This book will show you how to use OpenCV's Python bindings to capture video, manipulate images, and track objects with either a normal webcam or a specialized depth sensor, such as the Microsoft Kinect. OpenCV is an open source, cross-platform library that provides building blocks for computer vision experiments and applications. It provides high-level interfaces for capturing, processing, and presenting image data. For example, it abstracts details about camera hardware and array allocation. OpenCV is widely used in both academia and industry.
Today, computer vision can reach consumers in many contexts via webcams, camera phones, and gaming sensors such as the Kinect. For better or worse, people love to be on camera, and as developers, we face a demand for applications that capture images, change their appearance, and extract information from them. OpenCV's Python bindings can help us explore solutions to these requirements in a high-level language and in a standardized data format that is interoperable with scientific libraries such as NumPy and SciPy.

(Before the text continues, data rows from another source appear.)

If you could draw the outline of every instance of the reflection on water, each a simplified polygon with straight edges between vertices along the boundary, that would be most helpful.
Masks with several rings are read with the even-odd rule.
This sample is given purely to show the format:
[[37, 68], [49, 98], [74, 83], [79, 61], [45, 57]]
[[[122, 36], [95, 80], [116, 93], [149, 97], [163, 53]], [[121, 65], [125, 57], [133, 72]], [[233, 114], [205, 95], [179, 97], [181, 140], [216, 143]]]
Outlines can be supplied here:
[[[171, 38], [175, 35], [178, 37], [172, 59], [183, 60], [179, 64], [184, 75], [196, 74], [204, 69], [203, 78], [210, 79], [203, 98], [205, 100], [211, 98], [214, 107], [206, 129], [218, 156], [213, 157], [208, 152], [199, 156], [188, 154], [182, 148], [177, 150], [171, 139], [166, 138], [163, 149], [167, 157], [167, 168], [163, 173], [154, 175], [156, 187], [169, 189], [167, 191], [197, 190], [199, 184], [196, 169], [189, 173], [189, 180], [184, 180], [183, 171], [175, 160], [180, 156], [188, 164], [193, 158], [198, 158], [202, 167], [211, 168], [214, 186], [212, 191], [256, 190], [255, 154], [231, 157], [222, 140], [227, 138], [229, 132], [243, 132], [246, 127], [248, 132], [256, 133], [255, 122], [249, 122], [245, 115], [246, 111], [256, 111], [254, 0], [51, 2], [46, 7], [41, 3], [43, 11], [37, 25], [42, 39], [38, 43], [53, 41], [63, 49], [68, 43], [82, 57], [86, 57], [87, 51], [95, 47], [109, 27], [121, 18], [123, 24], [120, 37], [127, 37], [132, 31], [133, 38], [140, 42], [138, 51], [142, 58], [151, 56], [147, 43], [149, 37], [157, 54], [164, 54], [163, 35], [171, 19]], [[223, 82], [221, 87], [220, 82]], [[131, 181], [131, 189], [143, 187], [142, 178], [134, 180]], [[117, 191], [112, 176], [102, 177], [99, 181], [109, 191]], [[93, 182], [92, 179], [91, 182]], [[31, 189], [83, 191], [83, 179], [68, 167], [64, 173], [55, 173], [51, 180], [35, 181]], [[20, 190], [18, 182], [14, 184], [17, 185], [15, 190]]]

Although OpenCV is high-level and interoperable, it is not necessarily easy for new users. Depending on your needs, OpenCV's versatility may come at the cost of a complicated setup process and some uncertainty about how to translate the available functionality into organized and optimized application code. To help you with these problems, I have endeavored to deliver a concise book with an emphasis on clean setup, clean application design, and a simple understanding of each function's purpose. I hope you will learn from this book's project, outgrow it, and still be able to reuse the development environment and parts of the modular code that we have created together.
Specifically, by the end of this book's first chapter, you can have a development environment that links Python, OpenCV, depth camera libraries (OpenNI, SensorKinect), and general-purpose scientific libraries (NumPy, SciPy). After five chapters, you can have several variations of an entertaining application that manipulates users' faces in a live camera feed. Behind this application, you will have a small library of reusable functions and classes that you can apply in your future computer vision projects. Let's look at the book's progression in more detail.
Chapter 1, Setting up OpenCV, lets us examine the steps to setting up Python, OpenCV, and related libraries on Windows, Mac, and Ubuntu. We also discuss OpenCV's community, documentation, and official code samples.
Chapter 2, Handling Files, Cameras, and GUIs, helps us discuss OpenCV's I/O functionality. Then, using an object-oriented design, we write an application that displays a live camera feed, handles keyboard input, and writes video and still image files.
Chapter 3, Filtering Images, helps us to write image filters using OpenCV, NumPy, and SciPy. The filter effects include linear color manipulations, curve color manipulations, blurring, sharpening, and outlining edges. We modify our application to apply some of these filters to the live camera feed.
Chapter 4, Tracking Faces with Haar Cascades, allows us to write a hierarchical face tracker that uses OpenCV to locate faces, eyes, noses, and mouths in an image. We also write functions for copying and resizing regions of an image. We modify our application so that it finds and manipulates faces in the camera feed.
Chapter 5, Detecting Foreground/Background Regions and Depth, helps us learn about the types of data that OpenCV can capture from depth cameras (with the support of OpenNI and SensorKinect). Then, we write functions that use such data to limit an effect to a foreground region. We incorporate this functionality in our application so that we can further refine the face regions before manipulating them.
Appendix A, Integrating with Pygame, lets us modify our application to use Pygame instead of OpenCV for handling certain I/O events. (Pygame offers more diverse event handling functionality.)
Appendix B, Generating Haar Cascades for Custom Targets, allows us to examine a set of OpenCV tools that enable us to build trackers for any type of object or pattern, not necessarily faces.